Maybe it was the black-and-white, 20-foot tall “RIDE” banner looming awesomely behind the stage—featuring the same bold, sans-serif font as the cover of that first self-titled EP—that set the right mood. Maybe it was Mark Gardener’s new Indie Jones fedora, which never left his skull despite some wonky air-conditioning on an unseasonably warm night in the Windy City. Or it might have just been the swirling, marvelous demon mating calls of “Drive Blind” coming out of actual guitars instead of dorm-room walkman headphones. Whatever the magic ingredient was, the result was thoroughly satisfying and unstuck in time. "I've seen Ride now," a girl behind me said. "All that's left now is Van Morrison." Van isn't going to pretend it's 1965 and break into a rollicking version of "Gloria." He might wear a fedora, though. Maybe that's this girl's thing?
Since the full line-up of Gardener, Bell, bassist Steve Queralt and drummer Loz Colbert have been playing gigs throughout the year, the rust was pretty well kicked off already. Songs that generally required a tighter, pop sensibility, like “Twisterella” (a minor modern rock hit in the U.S. back in 1992) had a new looseness and thump to them—maybe because it was easier that way, but no complaints. “Polar Bear”—a classic off Nowhere—was particularly pleasing to two enthusiastic fans dressed in bear costumes in the first row. And a lovely rendition of the anthemic “OX4” was re-introduced, for those who weren’t already aware, as an ode to the band’s old Oxford stomping grounds.

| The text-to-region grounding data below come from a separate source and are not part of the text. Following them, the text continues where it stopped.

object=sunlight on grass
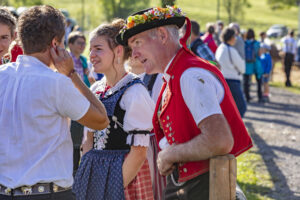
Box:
[237,148,275,200]
[270,82,300,94]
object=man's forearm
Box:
[70,72,107,115]
[162,133,215,164]
[160,114,234,165]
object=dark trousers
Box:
[0,190,75,200]
[226,79,247,117]
[70,121,84,176]
[164,172,209,200]
[243,74,262,102]
[164,171,246,200]
[284,53,294,86]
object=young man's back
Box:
[0,55,89,188]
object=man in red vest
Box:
[117,6,252,200]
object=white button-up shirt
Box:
[0,55,90,188]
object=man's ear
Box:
[157,27,169,44]
[51,37,58,48]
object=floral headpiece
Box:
[125,5,184,30]
[116,5,186,46]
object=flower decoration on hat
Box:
[116,5,186,46]
[121,5,184,35]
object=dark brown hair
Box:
[18,5,65,54]
[67,31,86,45]
[221,27,235,43]
[0,7,17,36]
[246,28,255,40]
[90,18,131,60]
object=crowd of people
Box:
[0,4,296,200]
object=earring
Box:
[117,57,121,65]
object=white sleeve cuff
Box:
[126,134,150,147]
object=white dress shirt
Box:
[281,36,297,55]
[163,57,224,126]
[0,55,90,188]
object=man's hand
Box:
[50,46,74,76]
[157,146,176,176]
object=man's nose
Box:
[131,49,140,59]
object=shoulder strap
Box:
[227,44,242,75]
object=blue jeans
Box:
[226,79,247,118]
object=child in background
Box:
[260,43,272,101]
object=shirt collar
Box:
[16,55,52,71]
[163,55,175,82]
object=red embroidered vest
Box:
[152,18,253,182]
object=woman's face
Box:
[89,36,114,74]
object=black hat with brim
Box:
[116,8,186,46]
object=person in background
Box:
[0,5,108,200]
[244,28,263,103]
[229,22,245,60]
[281,30,297,87]
[201,22,218,54]
[188,20,216,62]
[73,19,154,200]
[0,7,17,64]
[260,43,272,101]
[214,20,224,46]
[216,27,247,117]
[259,31,267,43]
[64,18,74,47]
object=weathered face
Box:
[69,37,86,56]
[0,23,13,59]
[89,36,114,74]
[128,29,165,74]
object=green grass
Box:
[237,148,275,200]
[270,81,300,94]
[43,0,298,35]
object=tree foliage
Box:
[223,0,251,23]
[267,0,299,9]
[99,0,150,22]
[5,0,43,7]
[161,0,176,7]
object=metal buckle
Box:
[21,186,32,195]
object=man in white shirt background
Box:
[281,30,297,87]
[0,5,108,200]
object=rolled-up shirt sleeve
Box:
[180,68,225,126]
[56,76,90,121]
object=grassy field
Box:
[44,0,298,34]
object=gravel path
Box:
[243,86,300,200]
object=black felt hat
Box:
[116,6,186,46]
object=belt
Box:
[0,183,71,196]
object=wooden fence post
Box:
[209,154,236,200]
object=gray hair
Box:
[148,25,180,44]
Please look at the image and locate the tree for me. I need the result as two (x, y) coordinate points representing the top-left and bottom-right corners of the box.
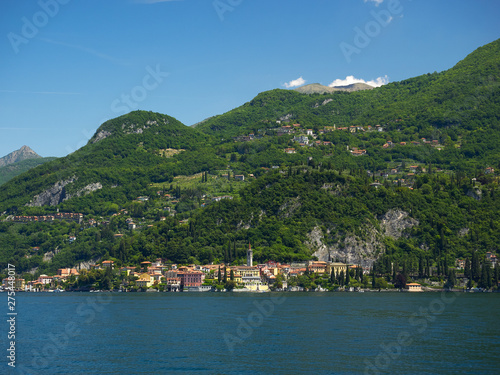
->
(217, 266), (221, 283)
(345, 267), (350, 286)
(495, 263), (500, 287)
(230, 269), (234, 281)
(338, 270), (344, 287)
(479, 263), (492, 289)
(472, 251), (480, 282)
(444, 269), (456, 290)
(375, 277), (388, 290)
(467, 274), (473, 289)
(330, 269), (336, 285)
(224, 280), (236, 291)
(394, 273), (407, 289)
(371, 265), (376, 288)
(402, 261), (408, 280)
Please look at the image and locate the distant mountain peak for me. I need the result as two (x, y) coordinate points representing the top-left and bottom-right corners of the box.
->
(293, 82), (374, 94)
(0, 145), (41, 168)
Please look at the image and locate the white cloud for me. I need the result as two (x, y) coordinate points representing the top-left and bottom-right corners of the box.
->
(328, 75), (389, 88)
(364, 0), (384, 6)
(283, 77), (306, 88)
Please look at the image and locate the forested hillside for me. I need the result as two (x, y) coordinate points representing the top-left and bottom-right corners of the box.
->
(0, 39), (499, 281)
(0, 157), (56, 186)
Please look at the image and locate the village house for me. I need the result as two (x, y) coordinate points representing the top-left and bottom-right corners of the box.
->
(308, 261), (327, 274)
(2, 278), (25, 290)
(38, 274), (53, 285)
(136, 273), (154, 288)
(177, 271), (205, 288)
(293, 135), (309, 145)
(350, 149), (367, 156)
(455, 259), (466, 269)
(102, 260), (114, 269)
(57, 268), (79, 279)
(406, 283), (423, 292)
(327, 262), (348, 277)
(486, 252), (497, 266)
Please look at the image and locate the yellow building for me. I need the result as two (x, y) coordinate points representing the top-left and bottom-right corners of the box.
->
(308, 261), (327, 274)
(2, 278), (25, 290)
(136, 273), (153, 288)
(327, 262), (348, 277)
(234, 266), (267, 291)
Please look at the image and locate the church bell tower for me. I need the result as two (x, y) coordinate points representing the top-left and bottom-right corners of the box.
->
(247, 242), (253, 267)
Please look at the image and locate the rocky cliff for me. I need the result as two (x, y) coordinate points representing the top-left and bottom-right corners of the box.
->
(26, 178), (103, 207)
(308, 209), (419, 266)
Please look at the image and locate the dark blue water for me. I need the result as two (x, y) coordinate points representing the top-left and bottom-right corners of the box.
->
(2, 292), (499, 374)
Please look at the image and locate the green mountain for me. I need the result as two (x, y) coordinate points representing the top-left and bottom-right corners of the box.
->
(0, 145), (56, 186)
(1, 39), (500, 281)
(0, 157), (57, 186)
(0, 111), (222, 213)
(196, 39), (500, 147)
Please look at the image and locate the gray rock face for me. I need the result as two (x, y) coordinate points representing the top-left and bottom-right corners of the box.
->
(279, 113), (293, 122)
(308, 225), (383, 268)
(91, 130), (112, 144)
(378, 209), (419, 239)
(66, 183), (103, 200)
(27, 180), (103, 207)
(26, 178), (76, 207)
(278, 197), (301, 218)
(307, 209), (419, 266)
(466, 189), (482, 201)
(0, 145), (41, 167)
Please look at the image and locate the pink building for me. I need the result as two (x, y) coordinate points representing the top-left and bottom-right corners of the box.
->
(178, 272), (205, 288)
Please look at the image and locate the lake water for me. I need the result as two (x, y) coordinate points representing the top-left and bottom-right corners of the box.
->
(3, 292), (499, 374)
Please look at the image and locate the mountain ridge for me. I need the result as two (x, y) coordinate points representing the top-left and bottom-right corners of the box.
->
(293, 82), (374, 94)
(0, 145), (41, 168)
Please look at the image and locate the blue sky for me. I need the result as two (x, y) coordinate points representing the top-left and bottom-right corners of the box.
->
(0, 0), (499, 157)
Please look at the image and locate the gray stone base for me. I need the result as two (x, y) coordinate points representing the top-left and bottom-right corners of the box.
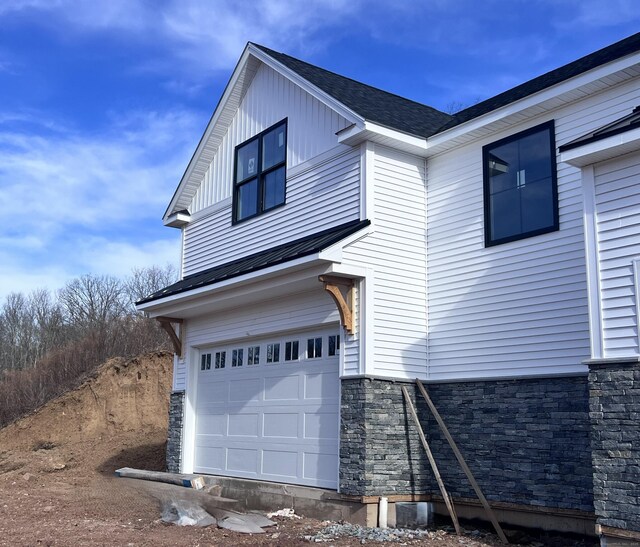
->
(167, 391), (185, 473)
(589, 360), (640, 535)
(340, 376), (593, 512)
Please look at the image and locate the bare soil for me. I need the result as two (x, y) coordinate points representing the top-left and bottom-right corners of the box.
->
(0, 352), (590, 546)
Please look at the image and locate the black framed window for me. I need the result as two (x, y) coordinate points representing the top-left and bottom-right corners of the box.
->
(483, 120), (558, 246)
(233, 119), (287, 223)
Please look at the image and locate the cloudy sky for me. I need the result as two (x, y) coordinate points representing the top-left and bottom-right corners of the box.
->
(0, 0), (638, 300)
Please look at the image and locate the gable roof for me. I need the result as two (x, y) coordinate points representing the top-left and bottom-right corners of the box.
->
(251, 44), (453, 138)
(138, 219), (370, 305)
(438, 32), (640, 133)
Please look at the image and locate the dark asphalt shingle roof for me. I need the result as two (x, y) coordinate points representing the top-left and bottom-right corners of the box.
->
(437, 32), (640, 134)
(137, 219), (370, 305)
(255, 33), (640, 138)
(252, 43), (453, 138)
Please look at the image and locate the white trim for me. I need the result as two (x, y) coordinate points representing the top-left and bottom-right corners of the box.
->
(181, 345), (199, 474)
(362, 269), (375, 376)
(164, 211), (191, 228)
(559, 126), (640, 167)
(428, 52), (640, 151)
(633, 258), (640, 357)
(581, 165), (604, 359)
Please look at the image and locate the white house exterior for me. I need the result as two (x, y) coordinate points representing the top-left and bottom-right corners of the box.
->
(138, 33), (640, 542)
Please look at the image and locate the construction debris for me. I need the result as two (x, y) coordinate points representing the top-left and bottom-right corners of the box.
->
(267, 507), (302, 519)
(115, 467), (205, 490)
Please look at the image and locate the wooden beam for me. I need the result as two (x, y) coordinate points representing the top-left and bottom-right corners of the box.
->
(401, 385), (461, 536)
(416, 379), (509, 544)
(156, 316), (183, 357)
(319, 275), (354, 333)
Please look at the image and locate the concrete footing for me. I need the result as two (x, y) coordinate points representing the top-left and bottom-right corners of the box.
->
(188, 475), (596, 535)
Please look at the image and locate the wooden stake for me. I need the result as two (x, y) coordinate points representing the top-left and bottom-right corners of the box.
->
(401, 385), (461, 535)
(416, 379), (509, 544)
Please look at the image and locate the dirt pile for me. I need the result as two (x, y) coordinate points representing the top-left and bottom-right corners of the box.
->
(0, 351), (172, 477)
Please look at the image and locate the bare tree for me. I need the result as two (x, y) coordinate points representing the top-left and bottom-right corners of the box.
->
(125, 264), (177, 311)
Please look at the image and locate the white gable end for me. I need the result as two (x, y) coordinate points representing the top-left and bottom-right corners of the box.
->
(187, 62), (353, 216)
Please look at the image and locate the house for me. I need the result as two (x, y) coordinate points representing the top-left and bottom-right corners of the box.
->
(137, 33), (640, 543)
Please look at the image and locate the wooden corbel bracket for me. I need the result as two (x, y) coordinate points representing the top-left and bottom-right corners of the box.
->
(319, 275), (354, 334)
(156, 316), (184, 357)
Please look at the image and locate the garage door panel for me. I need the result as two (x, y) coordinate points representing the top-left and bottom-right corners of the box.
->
(227, 447), (258, 473)
(304, 412), (339, 440)
(194, 328), (340, 488)
(263, 412), (299, 438)
(196, 413), (226, 436)
(304, 372), (339, 399)
(229, 378), (262, 402)
(227, 413), (259, 437)
(264, 375), (300, 400)
(262, 450), (298, 478)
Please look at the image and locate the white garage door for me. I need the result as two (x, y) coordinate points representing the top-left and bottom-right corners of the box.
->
(194, 328), (340, 489)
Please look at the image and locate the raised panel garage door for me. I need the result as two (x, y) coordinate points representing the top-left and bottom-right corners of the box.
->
(194, 328), (340, 489)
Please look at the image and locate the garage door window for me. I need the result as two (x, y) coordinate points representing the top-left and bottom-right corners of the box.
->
(247, 346), (260, 365)
(231, 348), (244, 367)
(267, 343), (280, 363)
(285, 340), (299, 361)
(328, 335), (340, 357)
(215, 351), (226, 369)
(200, 353), (212, 371)
(307, 337), (322, 359)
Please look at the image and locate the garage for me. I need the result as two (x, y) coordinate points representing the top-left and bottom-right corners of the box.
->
(193, 328), (340, 489)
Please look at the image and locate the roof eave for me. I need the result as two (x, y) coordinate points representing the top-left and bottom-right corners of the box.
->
(425, 49), (640, 154)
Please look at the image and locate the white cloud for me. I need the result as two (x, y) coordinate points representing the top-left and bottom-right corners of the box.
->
(0, 108), (199, 235)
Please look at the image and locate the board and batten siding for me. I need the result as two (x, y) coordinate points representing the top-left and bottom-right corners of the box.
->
(172, 290), (340, 391)
(595, 152), (640, 358)
(189, 62), (351, 215)
(425, 77), (640, 380)
(342, 145), (428, 379)
(183, 146), (361, 276)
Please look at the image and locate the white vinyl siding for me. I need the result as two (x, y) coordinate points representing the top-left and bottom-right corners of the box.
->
(342, 145), (428, 378)
(183, 146), (361, 276)
(595, 152), (640, 357)
(426, 78), (640, 380)
(189, 63), (351, 214)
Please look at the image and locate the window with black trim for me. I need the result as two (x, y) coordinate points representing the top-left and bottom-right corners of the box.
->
(483, 120), (558, 246)
(233, 119), (287, 223)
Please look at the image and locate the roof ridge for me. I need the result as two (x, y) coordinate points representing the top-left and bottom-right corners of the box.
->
(252, 43), (450, 117)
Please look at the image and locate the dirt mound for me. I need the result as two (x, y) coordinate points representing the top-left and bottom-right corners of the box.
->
(0, 351), (172, 477)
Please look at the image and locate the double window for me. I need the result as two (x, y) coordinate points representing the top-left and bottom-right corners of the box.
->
(483, 120), (558, 246)
(233, 119), (287, 223)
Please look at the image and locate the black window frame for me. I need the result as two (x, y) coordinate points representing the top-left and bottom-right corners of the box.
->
(482, 120), (559, 247)
(232, 119), (288, 224)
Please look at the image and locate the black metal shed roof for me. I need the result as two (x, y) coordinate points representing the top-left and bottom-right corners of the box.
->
(137, 219), (370, 305)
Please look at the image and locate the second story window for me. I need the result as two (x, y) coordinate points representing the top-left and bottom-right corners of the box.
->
(233, 119), (287, 223)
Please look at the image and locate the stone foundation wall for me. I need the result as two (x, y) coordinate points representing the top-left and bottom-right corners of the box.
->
(589, 360), (640, 533)
(340, 376), (593, 512)
(167, 390), (185, 473)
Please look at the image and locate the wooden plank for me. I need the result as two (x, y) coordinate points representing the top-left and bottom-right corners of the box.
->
(416, 380), (509, 544)
(115, 467), (205, 490)
(401, 385), (461, 535)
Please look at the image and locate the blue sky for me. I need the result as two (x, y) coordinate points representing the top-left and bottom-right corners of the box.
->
(0, 0), (638, 300)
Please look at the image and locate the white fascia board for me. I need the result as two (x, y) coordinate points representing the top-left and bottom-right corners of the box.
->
(137, 252), (327, 315)
(163, 46), (256, 221)
(317, 224), (372, 262)
(338, 121), (428, 155)
(559, 126), (640, 167)
(248, 44), (364, 128)
(163, 211), (191, 228)
(427, 52), (640, 151)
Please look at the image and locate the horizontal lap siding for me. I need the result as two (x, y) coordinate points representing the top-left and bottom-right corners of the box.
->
(595, 152), (640, 357)
(423, 82), (640, 380)
(190, 63), (351, 214)
(343, 146), (428, 378)
(183, 147), (361, 276)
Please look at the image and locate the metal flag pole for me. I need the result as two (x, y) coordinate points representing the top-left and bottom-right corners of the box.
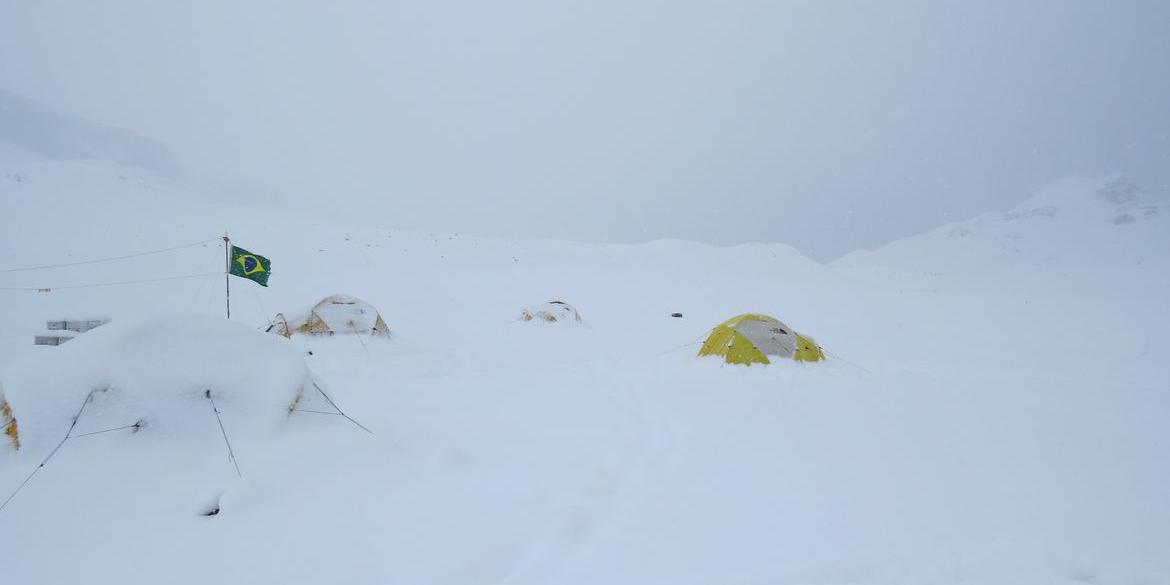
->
(223, 234), (231, 319)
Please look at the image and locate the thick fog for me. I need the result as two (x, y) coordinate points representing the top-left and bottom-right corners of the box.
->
(2, 1), (1168, 259)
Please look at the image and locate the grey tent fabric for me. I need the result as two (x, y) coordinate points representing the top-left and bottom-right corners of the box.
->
(732, 318), (796, 358)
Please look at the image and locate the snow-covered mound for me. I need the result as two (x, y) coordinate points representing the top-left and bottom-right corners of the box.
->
(1, 315), (309, 453)
(833, 176), (1169, 294)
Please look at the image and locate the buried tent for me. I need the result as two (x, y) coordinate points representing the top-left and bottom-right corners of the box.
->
(0, 316), (368, 515)
(519, 300), (583, 323)
(0, 315), (349, 455)
(268, 294), (391, 337)
(698, 313), (825, 365)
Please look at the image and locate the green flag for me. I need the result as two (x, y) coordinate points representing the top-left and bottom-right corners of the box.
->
(229, 245), (271, 287)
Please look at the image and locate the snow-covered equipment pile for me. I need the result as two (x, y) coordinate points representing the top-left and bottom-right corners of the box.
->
(698, 313), (825, 365)
(268, 294), (391, 337)
(519, 300), (582, 324)
(32, 330), (76, 346)
(34, 316), (111, 346)
(46, 317), (110, 334)
(0, 315), (311, 453)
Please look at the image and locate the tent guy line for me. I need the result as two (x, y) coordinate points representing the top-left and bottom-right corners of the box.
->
(310, 380), (373, 435)
(71, 421), (143, 439)
(205, 390), (242, 479)
(0, 271), (224, 293)
(290, 409), (344, 416)
(0, 390), (96, 513)
(0, 238), (219, 273)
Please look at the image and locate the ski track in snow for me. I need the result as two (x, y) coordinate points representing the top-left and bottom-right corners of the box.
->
(490, 369), (686, 585)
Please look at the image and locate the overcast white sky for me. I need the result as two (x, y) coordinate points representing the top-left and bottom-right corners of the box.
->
(2, 1), (1168, 259)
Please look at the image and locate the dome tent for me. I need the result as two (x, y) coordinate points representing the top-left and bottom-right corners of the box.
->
(0, 315), (317, 453)
(0, 315), (370, 518)
(520, 300), (582, 324)
(268, 294), (391, 337)
(698, 313), (825, 365)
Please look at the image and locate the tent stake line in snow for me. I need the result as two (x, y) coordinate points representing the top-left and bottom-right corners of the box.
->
(0, 390), (95, 513)
(205, 389), (242, 478)
(71, 420), (144, 438)
(310, 381), (373, 434)
(1, 411), (144, 512)
(291, 408), (345, 416)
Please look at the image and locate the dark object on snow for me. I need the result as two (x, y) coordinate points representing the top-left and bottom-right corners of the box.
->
(199, 493), (224, 517)
(671, 313), (683, 318)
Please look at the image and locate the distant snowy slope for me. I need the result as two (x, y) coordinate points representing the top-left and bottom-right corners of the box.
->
(833, 176), (1169, 295)
(0, 155), (837, 371)
(0, 89), (179, 175)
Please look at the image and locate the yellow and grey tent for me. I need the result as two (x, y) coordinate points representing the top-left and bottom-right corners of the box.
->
(698, 313), (825, 365)
(267, 294), (391, 337)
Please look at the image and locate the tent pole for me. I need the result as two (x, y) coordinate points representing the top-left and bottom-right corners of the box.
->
(223, 234), (231, 320)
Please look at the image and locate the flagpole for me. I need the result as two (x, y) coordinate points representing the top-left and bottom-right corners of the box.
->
(223, 234), (231, 320)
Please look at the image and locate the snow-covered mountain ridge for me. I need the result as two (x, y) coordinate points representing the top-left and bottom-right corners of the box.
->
(0, 91), (180, 176)
(833, 176), (1169, 296)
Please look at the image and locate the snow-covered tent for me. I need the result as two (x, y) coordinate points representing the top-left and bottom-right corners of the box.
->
(519, 300), (582, 324)
(0, 315), (327, 453)
(698, 313), (825, 365)
(268, 294), (391, 338)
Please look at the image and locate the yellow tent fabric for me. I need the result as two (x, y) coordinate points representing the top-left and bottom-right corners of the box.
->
(794, 332), (827, 362)
(697, 313), (825, 365)
(698, 314), (776, 365)
(1, 393), (19, 450)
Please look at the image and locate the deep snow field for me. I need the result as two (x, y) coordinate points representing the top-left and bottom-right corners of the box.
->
(1, 155), (1168, 584)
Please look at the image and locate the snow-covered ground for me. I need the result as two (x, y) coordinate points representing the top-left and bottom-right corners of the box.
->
(1, 154), (1167, 584)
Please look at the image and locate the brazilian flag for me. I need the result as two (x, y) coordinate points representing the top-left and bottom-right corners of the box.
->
(229, 245), (271, 287)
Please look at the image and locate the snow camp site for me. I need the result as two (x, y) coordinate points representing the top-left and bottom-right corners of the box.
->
(1, 162), (1168, 585)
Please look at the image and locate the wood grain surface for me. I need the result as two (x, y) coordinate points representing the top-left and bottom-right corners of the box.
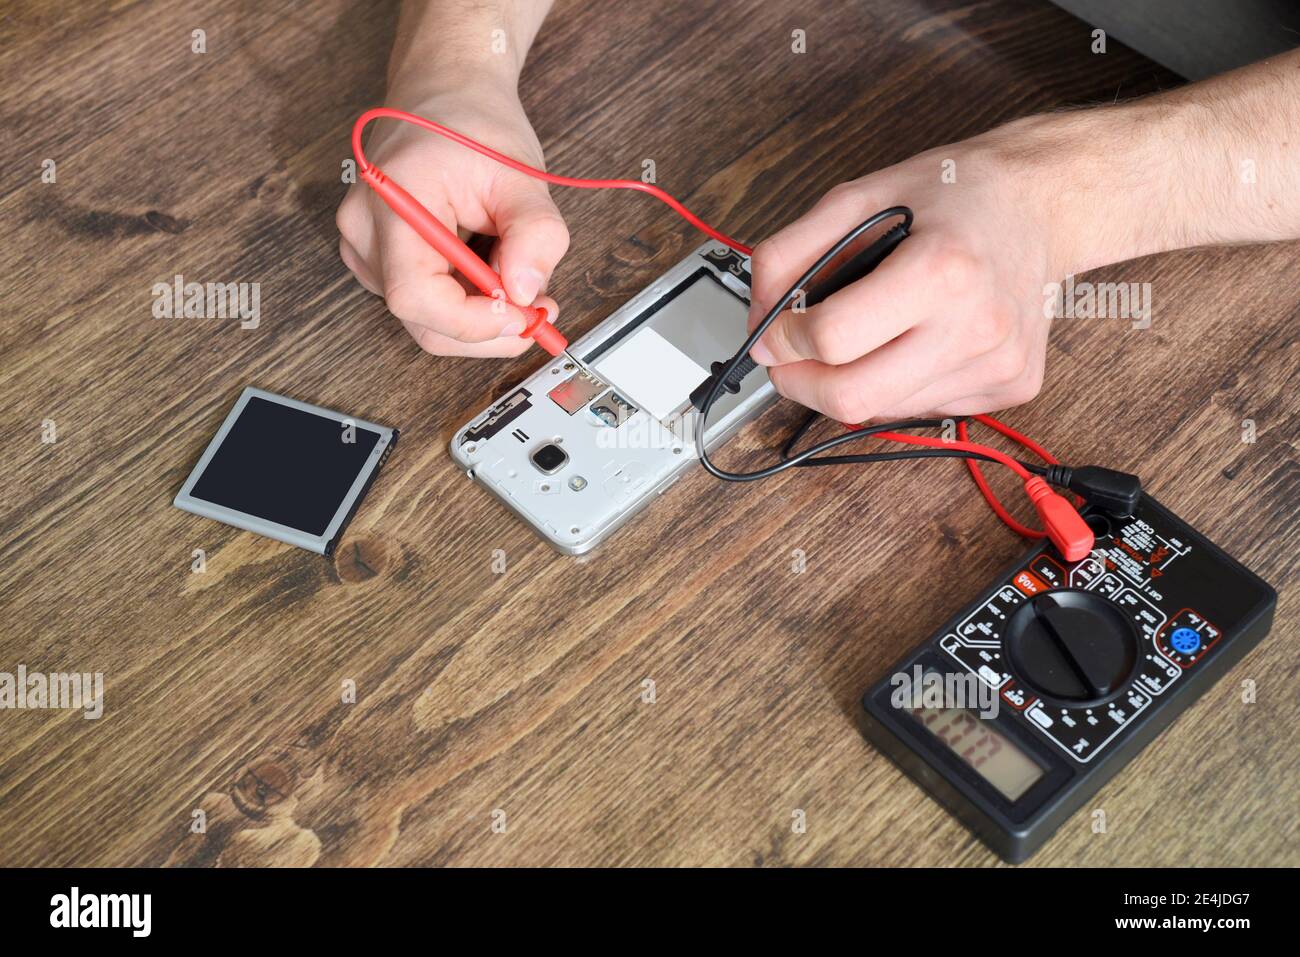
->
(1, 0), (1296, 867)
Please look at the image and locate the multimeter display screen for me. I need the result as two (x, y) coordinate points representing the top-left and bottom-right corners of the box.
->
(905, 703), (1045, 801)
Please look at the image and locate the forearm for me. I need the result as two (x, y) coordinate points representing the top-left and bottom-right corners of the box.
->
(1010, 49), (1300, 275)
(387, 0), (554, 100)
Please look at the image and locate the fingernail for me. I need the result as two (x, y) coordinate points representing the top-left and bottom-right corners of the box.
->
(501, 317), (527, 336)
(749, 339), (775, 365)
(512, 267), (544, 305)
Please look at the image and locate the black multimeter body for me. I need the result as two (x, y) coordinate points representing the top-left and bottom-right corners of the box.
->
(860, 493), (1276, 863)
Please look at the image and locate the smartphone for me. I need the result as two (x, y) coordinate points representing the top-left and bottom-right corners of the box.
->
(449, 242), (775, 553)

The night’s encore concluded, appropriately enough, with one of Ride’s very first singles, “Chelsea Girl,” followed by a very content-looking Gardener assuring the Chicago crowd he’d be “seeing them again soon.” Will he return with new material—a creative outburst fueled by a successful world tour? I suppose we’d be okay with that. But then again, Gardener wrote “Chelsea Girl” as a hat-free, floppy-haired 20 year-old and is closing shows with it 25 years later. There is no imminent pressure to give the retro-minded masses something new to chew on. Ride, for now, means just one thing again.